April 21, 2025

Do prisoners have a right to participate in clinical trials?

Prisoners are being unfairly excluded from taking part in potentially beneficial clinical research, argue researchers in the JME.

Prisoners are being unfairly excluded from taking part in potentially beneficial clinical research, on the grounds that it would be too difficult and expensive to do so, according to research in the Journal of Medical Ethics

The pendulum of clinical research on prisoners seems to be swinging back towards participation. In a sense the origins of bioethics are to be found in research on prisoners – in Nazi concentration camps in the 1940s. Revulsion at those atrocities led to the Nuremberg code stressing the importance of informed consent. Nonetheless, prisoners were still used for trials. During the 1970s, about 85% of all US phase-1 clinical trial were conducted on prisoners. The substances to which they were subjected ranged from perfume, soap and cosmetics to dioxin, psychological warfare agents and radioactive isotopes.

In the wake of a number of scandalous abuses, attitudes have changed – so dramatically, say the authors, that current guidance governing research in prisons nowadays in the UK is too ‘protectionist’ and restrictive. The strongest argument for prisoner participation in research, they say, is equity: prisoners should have access to the same healthcare and research opportunities as other citizens.

They also cite a moral argument:

“participants may benefit through the moral satisfaction of contributing to society. Research contribution can be regarded as a public good. As such, excluding prisoners denies them the opportunity to make the same moral contribution as free members of society, disengaging them from the wider moral community. Moreover, prisoners may particularly value this as a way ‘to redeem, atone and reconcile’.”

(It no accident that the words “to redeem, atone and reconcile” strike a religious note in an otherwise utilitarian essay. They ultimately came from a 1996 article in a journal called “Catholic Lawyer” in which they were used ironically.)  
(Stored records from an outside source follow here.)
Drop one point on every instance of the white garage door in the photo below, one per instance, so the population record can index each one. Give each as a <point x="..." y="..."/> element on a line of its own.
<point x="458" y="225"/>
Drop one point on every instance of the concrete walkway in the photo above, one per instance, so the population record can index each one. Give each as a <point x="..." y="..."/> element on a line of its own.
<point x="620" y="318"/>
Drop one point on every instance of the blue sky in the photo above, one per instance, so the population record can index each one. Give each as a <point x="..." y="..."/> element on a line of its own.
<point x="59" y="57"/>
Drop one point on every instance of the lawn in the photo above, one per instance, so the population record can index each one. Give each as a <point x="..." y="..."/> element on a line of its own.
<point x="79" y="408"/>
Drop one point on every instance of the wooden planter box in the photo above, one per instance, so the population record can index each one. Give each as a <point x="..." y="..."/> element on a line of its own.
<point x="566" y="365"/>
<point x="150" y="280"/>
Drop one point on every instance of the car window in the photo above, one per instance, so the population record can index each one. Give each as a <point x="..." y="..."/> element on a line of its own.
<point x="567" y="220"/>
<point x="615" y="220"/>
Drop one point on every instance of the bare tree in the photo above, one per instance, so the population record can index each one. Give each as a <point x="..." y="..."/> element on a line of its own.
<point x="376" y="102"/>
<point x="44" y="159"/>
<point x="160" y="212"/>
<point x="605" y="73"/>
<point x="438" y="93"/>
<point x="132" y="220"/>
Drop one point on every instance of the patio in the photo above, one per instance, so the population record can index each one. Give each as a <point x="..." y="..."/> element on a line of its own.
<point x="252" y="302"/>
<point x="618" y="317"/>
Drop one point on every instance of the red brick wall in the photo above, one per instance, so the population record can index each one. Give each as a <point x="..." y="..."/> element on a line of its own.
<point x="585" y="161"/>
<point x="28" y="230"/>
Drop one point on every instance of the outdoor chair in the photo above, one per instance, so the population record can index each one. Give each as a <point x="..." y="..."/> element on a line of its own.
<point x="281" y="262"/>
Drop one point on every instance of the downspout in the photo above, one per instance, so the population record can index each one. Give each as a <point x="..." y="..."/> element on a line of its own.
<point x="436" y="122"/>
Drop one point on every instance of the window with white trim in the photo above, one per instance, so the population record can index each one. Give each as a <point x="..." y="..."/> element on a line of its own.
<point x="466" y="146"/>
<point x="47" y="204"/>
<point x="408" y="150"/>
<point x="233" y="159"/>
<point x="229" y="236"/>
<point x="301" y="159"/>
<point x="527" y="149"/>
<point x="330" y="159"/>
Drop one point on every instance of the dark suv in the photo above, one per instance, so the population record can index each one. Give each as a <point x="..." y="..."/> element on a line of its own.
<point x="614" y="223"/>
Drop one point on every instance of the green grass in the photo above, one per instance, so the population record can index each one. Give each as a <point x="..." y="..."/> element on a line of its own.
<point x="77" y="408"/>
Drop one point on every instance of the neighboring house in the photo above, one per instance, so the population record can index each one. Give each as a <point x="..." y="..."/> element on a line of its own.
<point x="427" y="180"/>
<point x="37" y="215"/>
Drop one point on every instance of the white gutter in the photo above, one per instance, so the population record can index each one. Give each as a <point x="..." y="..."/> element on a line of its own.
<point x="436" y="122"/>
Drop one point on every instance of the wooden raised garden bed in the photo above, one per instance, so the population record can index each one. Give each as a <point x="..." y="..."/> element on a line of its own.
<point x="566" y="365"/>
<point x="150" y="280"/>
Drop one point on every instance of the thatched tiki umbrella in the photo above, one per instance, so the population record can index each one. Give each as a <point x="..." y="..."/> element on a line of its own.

Prisoners are a highly vulnerable group and in the past they were sometimes horribly exploited by researchers. Will this happen again? The authors are optimists. Times have changed: “Research is now subject to strict regulations, research governance and review, all of which act as safeguards against unethical research.” Surveys have shown that although prison life does influence a decision to participate, “it is questionable whether such influences constitute coercion”.